Deciding to become an umpire is a good way to stay involved in the game of baseball, but it is also a big commitment. If you want to become a Little League umpire, make sure you really want to take the responsibility. If yes, read on to become a Little League umpire.
Become an Umpire
Talk to umpires after Little League games. Tell them you are interested in becoming an umpire. Most umpires will respond by either giving you the right contact information or passing on your information to the appropriate contact.
Talk directly to the Little League. Tell them you are interested in volunteering as an umpire for the league. Little Leagues are always looking for new staff members and will probably not turn a volunteer away at the door.
Pick up a volunteer form at your local Little League or visit the Little League website for a printable version. See the Resources section below for a link. Consider this form an application. You will need to approved before you get started in the field.
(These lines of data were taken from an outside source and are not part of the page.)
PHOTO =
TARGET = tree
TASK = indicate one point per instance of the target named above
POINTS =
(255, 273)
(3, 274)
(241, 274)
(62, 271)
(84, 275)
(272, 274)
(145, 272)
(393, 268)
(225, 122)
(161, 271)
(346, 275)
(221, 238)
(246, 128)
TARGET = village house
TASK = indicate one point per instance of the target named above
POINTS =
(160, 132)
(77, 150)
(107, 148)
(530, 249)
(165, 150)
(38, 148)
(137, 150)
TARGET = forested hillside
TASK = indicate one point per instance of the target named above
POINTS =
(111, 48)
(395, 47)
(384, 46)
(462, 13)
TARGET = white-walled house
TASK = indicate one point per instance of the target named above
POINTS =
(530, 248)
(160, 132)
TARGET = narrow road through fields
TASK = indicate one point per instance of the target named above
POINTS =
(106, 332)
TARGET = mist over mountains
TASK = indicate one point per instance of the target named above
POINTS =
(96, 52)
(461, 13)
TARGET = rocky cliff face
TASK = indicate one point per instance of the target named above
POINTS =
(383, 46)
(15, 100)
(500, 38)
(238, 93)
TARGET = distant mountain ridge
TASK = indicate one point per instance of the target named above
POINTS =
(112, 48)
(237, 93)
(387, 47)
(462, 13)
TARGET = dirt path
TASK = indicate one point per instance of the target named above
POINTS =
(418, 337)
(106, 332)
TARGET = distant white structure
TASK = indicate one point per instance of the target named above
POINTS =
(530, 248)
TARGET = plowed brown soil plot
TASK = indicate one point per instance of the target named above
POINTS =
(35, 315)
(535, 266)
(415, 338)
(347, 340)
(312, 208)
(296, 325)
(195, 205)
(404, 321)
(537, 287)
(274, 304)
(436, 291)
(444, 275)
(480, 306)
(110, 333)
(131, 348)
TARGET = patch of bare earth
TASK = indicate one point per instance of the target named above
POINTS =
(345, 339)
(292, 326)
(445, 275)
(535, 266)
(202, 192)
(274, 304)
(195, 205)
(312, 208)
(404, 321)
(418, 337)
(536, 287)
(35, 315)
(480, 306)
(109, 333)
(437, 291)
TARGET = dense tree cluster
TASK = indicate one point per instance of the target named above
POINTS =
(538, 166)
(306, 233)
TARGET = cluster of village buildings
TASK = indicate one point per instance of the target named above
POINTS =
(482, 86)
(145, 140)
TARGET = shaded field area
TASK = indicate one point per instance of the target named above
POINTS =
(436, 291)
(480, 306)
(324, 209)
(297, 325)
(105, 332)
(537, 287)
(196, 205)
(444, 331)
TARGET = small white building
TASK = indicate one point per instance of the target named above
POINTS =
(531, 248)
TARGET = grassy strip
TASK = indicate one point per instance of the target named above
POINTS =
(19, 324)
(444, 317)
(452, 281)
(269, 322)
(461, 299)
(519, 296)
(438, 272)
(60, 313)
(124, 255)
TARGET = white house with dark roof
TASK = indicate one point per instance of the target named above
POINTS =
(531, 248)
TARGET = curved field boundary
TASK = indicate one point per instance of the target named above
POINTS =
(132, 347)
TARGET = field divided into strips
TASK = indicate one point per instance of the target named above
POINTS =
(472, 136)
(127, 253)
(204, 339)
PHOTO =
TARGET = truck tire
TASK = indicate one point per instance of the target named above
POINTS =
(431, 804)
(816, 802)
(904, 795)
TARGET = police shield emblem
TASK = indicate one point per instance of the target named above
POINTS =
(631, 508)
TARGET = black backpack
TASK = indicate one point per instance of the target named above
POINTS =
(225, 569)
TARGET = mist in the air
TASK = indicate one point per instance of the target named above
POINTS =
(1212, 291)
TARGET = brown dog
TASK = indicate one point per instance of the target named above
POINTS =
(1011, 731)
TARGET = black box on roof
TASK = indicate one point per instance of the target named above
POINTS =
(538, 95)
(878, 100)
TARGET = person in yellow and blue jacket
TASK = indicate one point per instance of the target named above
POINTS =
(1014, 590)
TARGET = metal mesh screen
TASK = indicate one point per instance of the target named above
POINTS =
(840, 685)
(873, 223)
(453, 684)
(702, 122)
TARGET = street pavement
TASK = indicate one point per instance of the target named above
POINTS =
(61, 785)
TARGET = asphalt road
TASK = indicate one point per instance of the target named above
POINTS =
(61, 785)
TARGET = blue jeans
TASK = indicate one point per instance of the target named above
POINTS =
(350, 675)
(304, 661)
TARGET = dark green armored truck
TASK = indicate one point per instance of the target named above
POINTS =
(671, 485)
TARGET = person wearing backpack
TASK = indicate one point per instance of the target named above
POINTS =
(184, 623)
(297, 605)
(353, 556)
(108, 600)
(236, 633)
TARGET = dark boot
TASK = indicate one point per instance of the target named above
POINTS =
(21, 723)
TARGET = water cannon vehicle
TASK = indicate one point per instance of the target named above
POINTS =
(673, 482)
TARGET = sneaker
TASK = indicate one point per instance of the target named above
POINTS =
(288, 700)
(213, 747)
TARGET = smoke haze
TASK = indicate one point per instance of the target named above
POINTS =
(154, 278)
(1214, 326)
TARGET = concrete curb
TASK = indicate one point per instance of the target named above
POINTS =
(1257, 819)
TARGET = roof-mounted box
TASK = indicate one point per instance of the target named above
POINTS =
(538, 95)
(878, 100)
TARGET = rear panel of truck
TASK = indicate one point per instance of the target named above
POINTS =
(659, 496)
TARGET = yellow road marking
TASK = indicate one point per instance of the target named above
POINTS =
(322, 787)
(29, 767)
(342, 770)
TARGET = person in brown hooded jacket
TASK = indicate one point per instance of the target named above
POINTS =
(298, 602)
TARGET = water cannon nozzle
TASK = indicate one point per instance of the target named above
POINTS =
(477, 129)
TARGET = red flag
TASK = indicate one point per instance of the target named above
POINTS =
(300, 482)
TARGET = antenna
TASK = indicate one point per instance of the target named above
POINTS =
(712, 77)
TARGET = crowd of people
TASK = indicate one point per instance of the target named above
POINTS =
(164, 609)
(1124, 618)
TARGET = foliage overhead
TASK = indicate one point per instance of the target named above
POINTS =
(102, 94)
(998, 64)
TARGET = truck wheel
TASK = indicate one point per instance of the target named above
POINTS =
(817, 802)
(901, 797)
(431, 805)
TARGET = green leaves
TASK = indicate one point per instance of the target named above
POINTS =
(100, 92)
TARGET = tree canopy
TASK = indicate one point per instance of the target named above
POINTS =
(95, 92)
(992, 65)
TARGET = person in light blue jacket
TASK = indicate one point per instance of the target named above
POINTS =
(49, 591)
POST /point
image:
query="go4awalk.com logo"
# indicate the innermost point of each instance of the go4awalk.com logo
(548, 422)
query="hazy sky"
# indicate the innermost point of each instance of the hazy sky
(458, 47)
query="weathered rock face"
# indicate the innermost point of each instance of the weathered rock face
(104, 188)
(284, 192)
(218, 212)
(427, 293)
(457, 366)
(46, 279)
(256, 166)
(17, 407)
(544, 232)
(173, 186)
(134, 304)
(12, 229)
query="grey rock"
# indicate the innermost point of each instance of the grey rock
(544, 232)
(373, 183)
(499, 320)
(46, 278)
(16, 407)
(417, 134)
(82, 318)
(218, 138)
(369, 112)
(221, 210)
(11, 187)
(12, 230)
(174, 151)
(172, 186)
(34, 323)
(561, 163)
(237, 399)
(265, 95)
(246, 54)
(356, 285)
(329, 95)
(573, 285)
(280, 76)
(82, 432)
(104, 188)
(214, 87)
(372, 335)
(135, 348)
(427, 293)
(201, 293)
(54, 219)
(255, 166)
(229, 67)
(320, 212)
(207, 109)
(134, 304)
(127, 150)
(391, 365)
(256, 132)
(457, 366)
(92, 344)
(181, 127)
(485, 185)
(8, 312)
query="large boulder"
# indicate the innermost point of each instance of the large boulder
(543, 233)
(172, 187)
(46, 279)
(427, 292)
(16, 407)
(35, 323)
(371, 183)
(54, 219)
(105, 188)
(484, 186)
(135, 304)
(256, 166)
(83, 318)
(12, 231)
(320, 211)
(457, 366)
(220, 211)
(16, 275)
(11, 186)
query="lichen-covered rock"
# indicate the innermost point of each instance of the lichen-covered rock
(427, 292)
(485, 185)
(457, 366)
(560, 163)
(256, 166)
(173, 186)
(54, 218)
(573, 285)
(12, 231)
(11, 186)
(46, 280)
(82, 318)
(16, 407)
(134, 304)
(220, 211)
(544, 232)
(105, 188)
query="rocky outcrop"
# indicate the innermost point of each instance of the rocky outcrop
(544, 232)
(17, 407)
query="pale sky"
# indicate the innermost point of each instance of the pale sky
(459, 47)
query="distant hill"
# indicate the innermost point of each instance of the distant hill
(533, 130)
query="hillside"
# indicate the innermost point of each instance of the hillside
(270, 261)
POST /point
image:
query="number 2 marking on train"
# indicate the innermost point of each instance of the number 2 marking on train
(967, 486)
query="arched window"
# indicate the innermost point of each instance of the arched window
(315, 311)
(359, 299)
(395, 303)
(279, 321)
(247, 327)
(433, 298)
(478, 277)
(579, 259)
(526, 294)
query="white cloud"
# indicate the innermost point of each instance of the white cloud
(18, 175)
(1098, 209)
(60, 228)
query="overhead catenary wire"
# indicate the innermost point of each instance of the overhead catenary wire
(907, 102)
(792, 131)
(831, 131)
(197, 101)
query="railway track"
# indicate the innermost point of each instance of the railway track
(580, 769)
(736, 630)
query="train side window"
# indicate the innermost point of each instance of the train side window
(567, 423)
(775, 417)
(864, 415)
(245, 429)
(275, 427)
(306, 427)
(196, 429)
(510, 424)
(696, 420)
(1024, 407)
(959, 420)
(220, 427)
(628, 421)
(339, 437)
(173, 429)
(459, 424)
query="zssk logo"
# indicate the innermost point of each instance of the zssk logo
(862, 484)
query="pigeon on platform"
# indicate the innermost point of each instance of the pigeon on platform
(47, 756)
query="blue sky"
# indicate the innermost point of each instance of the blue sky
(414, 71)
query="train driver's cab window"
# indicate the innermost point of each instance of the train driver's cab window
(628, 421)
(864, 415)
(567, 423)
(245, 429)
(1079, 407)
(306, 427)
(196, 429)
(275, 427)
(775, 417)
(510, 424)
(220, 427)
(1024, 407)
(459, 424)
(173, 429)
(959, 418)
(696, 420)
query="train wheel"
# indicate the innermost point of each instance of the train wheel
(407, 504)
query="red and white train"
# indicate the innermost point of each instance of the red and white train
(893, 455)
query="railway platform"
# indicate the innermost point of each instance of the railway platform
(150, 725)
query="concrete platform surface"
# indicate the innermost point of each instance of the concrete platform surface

Umpire for Local Little Leagues
Buy a couple books on the subject. Baseball is a more complicated game than we sometimes remember. There are rules in the rule books that are rarely ever needed, but can still come up in a game when you are on the spot.
Prepare for your first game. A lot of new umpires underestimate the job. Umpiring is a lot of work and includes a lot of responsibility. Don't take it lightly.
Find a more experienced umpire to show you the ropes. Every Little League will have veteran umpires around that will probably be happy to teach a rookie. A lot of professional umpires have had mentors in their time.
Tips & Warnings
- Little League umpiring is a good starting point for careers as an umpire. After learning the basics in Little League, some umpires move on to high school baseball and beyond.
- Don't worry about the bleachers or the coaches too much at first. When you are first getting started, you probably will make some mistakes. Shrug them off, ignore the complaints and learn from them.
- As a Little League volunteer, you will have to be cleared by a legal officer to ensure the safety of the children. If you have a criminal record of any kind, there is a good chance your application will be turned down.